Several factors influence a star's UV output, including its metallicity and temperature. Shapiro and her team modeled Earth-like worlds orbiting Sun-like stars, tweaking the parameters that would influence UV radiation to see what effect that would have on the orbiting exoplanet.

They found that metallicity was more important than temperature in influencing the habitability of the exoplanet, but in a way that was totally opposite to what might be assumed. The lower metallicity stars, with more UV radiation, were likelier to have habitable worlds.

That's because the way the UV radiation interacted with the oxygen in the atmosphere created a better shield, resulting in less of that radiation reaching the surface of the exoplanet.

"Paradoxically, whereas stars with higher metallicity, which have appeared later in the history of the Universe, emit less UV radiation, in oxygenated planetary atmospheres the associated stellar radiative spectrum allows less O3 formation, which enhances UV penetration, making the conditions on planets orbiting these stars less friendly for the biosphere on land," the researchers write.
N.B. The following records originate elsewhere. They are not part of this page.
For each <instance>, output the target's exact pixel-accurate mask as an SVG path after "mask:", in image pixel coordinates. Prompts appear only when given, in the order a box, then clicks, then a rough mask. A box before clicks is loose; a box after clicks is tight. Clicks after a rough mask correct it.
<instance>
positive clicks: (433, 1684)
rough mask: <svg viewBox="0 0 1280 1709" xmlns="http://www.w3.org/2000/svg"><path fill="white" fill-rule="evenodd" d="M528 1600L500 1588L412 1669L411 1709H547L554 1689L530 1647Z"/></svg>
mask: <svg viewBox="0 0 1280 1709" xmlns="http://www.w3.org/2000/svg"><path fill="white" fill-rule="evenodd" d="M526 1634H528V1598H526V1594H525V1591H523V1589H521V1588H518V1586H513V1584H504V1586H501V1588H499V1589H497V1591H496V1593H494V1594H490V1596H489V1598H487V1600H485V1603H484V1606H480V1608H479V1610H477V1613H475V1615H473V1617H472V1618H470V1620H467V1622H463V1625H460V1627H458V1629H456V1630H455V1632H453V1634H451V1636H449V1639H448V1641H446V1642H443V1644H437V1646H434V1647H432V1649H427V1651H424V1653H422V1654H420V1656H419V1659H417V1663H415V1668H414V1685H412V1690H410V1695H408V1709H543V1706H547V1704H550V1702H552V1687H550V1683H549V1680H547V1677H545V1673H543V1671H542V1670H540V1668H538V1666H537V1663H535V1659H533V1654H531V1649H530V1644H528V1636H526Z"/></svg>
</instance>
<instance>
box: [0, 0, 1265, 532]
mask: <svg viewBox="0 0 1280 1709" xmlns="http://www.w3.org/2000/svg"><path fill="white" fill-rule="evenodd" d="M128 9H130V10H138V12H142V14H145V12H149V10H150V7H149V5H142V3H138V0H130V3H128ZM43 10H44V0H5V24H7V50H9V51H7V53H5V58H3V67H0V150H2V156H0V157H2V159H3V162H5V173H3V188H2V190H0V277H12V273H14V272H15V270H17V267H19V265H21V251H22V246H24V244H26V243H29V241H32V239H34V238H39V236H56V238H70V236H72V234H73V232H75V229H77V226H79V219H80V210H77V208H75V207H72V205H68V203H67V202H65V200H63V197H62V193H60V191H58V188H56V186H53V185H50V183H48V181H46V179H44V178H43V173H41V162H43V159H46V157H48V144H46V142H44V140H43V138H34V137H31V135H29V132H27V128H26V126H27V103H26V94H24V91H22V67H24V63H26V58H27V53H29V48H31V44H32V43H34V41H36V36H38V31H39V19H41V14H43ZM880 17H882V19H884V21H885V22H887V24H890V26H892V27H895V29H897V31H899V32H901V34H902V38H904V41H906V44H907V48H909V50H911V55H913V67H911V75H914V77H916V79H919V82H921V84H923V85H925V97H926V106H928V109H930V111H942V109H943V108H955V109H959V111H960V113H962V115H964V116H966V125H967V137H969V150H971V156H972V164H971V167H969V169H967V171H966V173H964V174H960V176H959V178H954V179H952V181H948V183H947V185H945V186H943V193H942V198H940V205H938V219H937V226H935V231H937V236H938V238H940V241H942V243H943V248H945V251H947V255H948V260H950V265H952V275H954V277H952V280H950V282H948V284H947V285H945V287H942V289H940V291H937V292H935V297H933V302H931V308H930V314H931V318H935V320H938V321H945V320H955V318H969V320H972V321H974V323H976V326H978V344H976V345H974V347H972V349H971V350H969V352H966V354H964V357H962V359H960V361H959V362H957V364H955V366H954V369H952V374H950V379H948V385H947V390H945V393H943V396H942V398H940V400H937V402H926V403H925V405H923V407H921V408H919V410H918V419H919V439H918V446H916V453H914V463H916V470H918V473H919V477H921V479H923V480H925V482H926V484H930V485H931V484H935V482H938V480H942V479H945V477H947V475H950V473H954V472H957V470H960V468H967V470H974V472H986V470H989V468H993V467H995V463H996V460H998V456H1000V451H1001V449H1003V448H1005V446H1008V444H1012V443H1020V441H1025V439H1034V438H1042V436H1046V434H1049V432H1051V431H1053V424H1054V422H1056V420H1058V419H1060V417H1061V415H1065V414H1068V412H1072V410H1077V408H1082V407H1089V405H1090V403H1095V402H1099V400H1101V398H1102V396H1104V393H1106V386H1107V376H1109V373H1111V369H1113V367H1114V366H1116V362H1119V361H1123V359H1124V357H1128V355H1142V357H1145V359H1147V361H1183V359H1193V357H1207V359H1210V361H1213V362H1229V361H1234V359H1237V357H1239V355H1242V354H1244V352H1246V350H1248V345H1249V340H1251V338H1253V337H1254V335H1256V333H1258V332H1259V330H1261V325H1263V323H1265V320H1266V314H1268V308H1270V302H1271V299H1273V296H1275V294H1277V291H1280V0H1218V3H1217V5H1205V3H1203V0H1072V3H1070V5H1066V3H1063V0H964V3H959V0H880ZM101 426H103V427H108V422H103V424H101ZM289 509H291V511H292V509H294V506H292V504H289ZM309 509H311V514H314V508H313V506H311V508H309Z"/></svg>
"We thus find that the surface of planets orbiting metal-rich stars is exposed to more intense UV radiation than the surface of planets orbiting metal-poor stars. Therefore planets in the habitable zones of stars with low metallicity are the best targets to search for complex life on land."

It's not enough to be able to rule out higher metallicity stars just yet. But the analysis and characterization of exoplanet atmospheres with instruments such as the James Webb Space Telescope will help scientists figure out if their findings are along the right path, bringing us one tiny step closer to finding signs of life on an alien world.

The research has been published in Nature Communications.